I believe that you can get this to work in amortized O (log n) time to access an element or change a value using a splay tree modification. The idea of ​​the approach is twofold. First, instead of storing the array as an array, we save it as an array pair containing the original values, and a splay tree, where each node key is an index in the array. For example, given an array of seven elements, the setup might look like this:

 Array: 3 1 4 2 5 9 3 Tree: 3 / \ 1. 5 / \. / \ 0. 2 4. 6 

Note that the tree contains indexes in the array, not the elements of the array themselves. If we want to find the value in a specific index, we simply search the index of the splay tree by index, and then return the array element to the given position, which requires depreciation of O (log n).

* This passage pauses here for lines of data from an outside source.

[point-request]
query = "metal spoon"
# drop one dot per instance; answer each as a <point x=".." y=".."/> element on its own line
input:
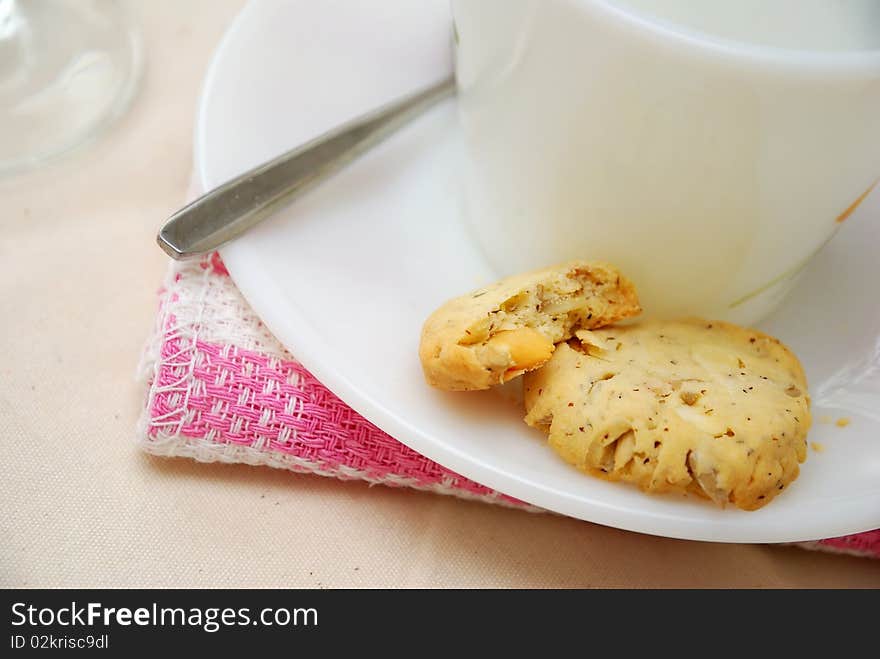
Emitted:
<point x="228" y="211"/>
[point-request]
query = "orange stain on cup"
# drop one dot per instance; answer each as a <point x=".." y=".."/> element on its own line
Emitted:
<point x="852" y="207"/>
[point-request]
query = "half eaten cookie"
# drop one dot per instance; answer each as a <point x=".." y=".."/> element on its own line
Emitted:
<point x="499" y="332"/>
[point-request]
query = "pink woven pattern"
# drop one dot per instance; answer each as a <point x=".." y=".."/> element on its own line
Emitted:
<point x="221" y="388"/>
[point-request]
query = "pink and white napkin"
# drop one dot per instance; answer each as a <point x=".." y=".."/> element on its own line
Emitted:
<point x="221" y="388"/>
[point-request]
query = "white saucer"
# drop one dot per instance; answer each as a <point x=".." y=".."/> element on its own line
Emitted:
<point x="345" y="277"/>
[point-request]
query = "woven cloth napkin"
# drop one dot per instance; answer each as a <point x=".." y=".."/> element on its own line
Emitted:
<point x="221" y="388"/>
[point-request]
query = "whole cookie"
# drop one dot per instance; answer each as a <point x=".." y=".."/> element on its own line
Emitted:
<point x="494" y="334"/>
<point x="705" y="407"/>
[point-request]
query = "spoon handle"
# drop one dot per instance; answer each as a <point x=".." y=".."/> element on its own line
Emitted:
<point x="231" y="209"/>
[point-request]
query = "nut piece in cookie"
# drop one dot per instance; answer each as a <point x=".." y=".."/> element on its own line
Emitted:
<point x="497" y="333"/>
<point x="704" y="407"/>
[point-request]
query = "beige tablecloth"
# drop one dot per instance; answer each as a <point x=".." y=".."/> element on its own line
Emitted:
<point x="82" y="507"/>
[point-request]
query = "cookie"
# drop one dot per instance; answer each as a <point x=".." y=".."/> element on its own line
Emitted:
<point x="494" y="334"/>
<point x="677" y="406"/>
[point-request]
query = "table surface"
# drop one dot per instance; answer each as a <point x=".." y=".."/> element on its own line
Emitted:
<point x="83" y="507"/>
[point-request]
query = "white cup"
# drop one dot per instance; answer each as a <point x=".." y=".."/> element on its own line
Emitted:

The operation you want to support to change all future values ​​I will call the operation "ceiling", as it sets the ceiling for all values ​​after the current one. One way to think about this is that each element in the array has a ceiling associated with it (which is initially infinite), and the true value of the element is the minimum value of its true value and ceiling. The trick is that, using the splay tree, we can adjust the ceiling of all values ​​at a certain point or outside as a result of the depreciation of O (log n). To do this, we expand the splay tree, saving at each node the value of c, which represents the ceiling superimposed on this element forward, and then, if necessary, make the appropriate changes to c.

For example, suppose we want to impose a ceiling from an element forward. Assume that this element is already in the root of the tree. In this case, we simply set the value of c for the new ceiling O (1) times. From this point of view, whenever we look at some value that comes into this element or after it, we can record the ceiling when we go down the tree from the root to the element in question. More generally, when we do a search, every time we follow the correct child link, we mark the value c of this node. As soon as we click on the element in question, we know this ceiling of the element, because we can just take the minimum ceiling of the nodes on the way from the root, whose right children we followed. Thus, to find an element in the structure, we perform a standard search in the splay tree, tracking the value of c, we send, then we print the minimum value of the value of the original value and the value of c.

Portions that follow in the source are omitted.